Sustainability is fundamentally about having the humility to use only what we need, live within our means, and let the specific climate and ecosystem of our region inform our daily lives. It lies in the humble acknowledgement of mistakes, and the sacrifice to change our way of life.
My generation has grown up witnessing the results of hundreds of years of arrogant consumption, the proverbial settling of our debt to the natural world. Our farms and industries have stripped the nutrients from the soil, robbed the water from the ground, and stolen life from the vibrant places on the planet. Now is the time that we must reevaluate the ways we consume, grow our food, and build our buildings.
While I acknowledge the important role that new technologies and alternative energy sources play in our path towards a sustainable future, I believe it is critical not to confuse the development of these tools with the ultimate goal.
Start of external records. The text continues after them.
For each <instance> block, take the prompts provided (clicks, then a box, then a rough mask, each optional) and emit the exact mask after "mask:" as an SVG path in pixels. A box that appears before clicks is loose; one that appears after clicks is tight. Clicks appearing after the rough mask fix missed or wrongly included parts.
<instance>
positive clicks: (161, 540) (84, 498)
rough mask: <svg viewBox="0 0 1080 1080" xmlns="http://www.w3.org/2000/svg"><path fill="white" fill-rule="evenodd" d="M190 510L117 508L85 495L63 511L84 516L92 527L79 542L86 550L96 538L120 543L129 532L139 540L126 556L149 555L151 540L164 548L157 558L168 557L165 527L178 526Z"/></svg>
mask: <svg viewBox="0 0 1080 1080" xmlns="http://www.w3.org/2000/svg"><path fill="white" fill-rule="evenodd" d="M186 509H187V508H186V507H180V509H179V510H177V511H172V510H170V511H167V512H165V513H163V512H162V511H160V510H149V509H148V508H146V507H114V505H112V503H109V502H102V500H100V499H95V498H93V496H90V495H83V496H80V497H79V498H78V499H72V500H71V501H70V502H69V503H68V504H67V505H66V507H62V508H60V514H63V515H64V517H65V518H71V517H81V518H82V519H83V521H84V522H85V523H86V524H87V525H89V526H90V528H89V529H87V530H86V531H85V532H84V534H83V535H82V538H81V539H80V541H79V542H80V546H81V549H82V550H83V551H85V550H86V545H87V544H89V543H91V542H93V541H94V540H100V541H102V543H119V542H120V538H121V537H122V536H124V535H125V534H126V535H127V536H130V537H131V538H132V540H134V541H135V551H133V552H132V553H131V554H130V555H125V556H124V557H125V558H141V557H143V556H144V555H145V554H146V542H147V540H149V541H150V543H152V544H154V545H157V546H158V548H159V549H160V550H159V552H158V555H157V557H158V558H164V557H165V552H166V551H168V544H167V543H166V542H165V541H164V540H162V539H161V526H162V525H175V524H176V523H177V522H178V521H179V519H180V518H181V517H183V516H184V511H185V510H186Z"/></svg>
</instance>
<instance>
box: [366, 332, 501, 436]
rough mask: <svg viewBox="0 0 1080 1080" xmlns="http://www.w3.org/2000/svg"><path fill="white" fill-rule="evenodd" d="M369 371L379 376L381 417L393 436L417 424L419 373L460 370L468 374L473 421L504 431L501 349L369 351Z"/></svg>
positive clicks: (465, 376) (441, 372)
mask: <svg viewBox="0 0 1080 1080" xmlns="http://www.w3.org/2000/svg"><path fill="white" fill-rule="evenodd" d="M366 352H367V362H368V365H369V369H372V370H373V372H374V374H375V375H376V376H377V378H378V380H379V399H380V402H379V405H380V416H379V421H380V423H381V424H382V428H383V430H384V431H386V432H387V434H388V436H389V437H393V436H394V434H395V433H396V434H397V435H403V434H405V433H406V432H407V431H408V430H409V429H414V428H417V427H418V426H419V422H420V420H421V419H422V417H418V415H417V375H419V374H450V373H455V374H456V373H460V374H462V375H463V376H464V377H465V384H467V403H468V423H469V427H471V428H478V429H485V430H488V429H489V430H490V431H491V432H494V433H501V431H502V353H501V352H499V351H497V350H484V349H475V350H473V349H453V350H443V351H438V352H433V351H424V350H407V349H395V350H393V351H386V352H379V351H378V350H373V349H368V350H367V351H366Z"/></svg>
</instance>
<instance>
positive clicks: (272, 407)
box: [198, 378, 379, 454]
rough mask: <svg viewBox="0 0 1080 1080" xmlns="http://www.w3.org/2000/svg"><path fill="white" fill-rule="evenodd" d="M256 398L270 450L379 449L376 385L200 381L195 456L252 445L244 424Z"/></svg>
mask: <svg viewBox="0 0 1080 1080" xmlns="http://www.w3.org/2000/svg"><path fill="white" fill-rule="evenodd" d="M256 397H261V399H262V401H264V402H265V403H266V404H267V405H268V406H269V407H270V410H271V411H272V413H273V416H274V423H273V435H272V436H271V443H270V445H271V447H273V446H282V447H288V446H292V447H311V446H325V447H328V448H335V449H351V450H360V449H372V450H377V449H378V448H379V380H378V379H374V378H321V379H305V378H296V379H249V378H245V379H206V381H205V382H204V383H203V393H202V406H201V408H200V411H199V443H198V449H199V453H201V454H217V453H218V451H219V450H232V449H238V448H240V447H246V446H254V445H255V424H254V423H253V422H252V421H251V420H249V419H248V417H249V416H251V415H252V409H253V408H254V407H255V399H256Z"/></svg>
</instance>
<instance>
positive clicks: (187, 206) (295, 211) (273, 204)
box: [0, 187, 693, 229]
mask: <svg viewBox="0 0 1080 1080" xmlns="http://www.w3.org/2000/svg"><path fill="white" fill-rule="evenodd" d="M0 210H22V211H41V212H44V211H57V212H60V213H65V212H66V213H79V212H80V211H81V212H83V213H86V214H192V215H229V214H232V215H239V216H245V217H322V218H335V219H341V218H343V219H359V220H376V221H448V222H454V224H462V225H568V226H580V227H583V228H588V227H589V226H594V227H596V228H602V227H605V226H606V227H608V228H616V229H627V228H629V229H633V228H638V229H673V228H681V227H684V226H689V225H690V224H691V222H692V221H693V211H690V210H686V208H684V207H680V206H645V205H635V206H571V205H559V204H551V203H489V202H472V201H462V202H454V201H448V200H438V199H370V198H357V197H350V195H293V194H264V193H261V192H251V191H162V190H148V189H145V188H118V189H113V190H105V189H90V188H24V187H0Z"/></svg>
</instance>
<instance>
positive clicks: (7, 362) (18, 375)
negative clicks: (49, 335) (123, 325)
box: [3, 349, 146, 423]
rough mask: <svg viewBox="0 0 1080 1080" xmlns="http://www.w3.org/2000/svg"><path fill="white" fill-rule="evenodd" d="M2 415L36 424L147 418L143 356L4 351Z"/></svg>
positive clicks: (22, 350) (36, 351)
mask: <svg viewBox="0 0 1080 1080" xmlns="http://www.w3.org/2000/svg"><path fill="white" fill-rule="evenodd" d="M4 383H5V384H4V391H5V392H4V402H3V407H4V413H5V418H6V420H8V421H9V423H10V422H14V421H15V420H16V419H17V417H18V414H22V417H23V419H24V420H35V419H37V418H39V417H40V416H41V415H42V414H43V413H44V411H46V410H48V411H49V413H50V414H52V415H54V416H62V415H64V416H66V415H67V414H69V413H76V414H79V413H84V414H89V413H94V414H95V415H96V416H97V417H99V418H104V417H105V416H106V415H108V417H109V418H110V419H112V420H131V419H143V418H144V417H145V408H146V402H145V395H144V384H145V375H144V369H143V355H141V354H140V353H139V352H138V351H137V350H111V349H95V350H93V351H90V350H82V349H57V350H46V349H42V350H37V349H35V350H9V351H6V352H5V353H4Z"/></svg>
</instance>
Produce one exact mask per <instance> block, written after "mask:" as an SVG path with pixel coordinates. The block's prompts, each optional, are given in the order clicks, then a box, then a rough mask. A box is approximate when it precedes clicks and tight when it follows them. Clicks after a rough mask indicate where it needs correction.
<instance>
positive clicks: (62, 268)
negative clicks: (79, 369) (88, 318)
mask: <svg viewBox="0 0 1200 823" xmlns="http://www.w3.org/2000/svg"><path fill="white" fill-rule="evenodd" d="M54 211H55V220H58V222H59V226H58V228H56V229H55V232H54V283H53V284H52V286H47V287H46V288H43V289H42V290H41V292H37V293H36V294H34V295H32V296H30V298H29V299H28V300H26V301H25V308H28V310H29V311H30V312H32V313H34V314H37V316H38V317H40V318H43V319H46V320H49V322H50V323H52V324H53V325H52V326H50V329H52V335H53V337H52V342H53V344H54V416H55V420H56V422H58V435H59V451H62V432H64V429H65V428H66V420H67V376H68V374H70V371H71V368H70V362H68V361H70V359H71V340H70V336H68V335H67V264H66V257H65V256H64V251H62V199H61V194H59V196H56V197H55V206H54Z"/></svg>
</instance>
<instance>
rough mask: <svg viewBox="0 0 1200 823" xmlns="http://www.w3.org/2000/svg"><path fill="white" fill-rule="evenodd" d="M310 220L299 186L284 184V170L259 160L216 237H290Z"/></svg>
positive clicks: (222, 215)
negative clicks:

It is dangerous to believe that meaningful change will happen simply through technological means without any significant change in the way we live.
Everything we touch is connected to thousands of other systems through the invisible strings of finite supply. Pull too hard on anything, and it has real consequences for the people and ecosystems in another part of the world. By virtue of its ubiquitous presence, the built environment can be a means to teach better practices and provoke thought. The way that we design homes, offices and public spaces can inform the ways that people use energy or dispose of waste and must encourage humility and conscientiousness in each choice.
For everything we take we must give something back. The changes we push for in efficiency and performance and equity do make a difference, but the ability to change the daily actions of future generations in even tiny ways will ultimately make the biggest difference. Designers will play an important role in asking how we would like to live in the future and encouraging others to think about their own answers.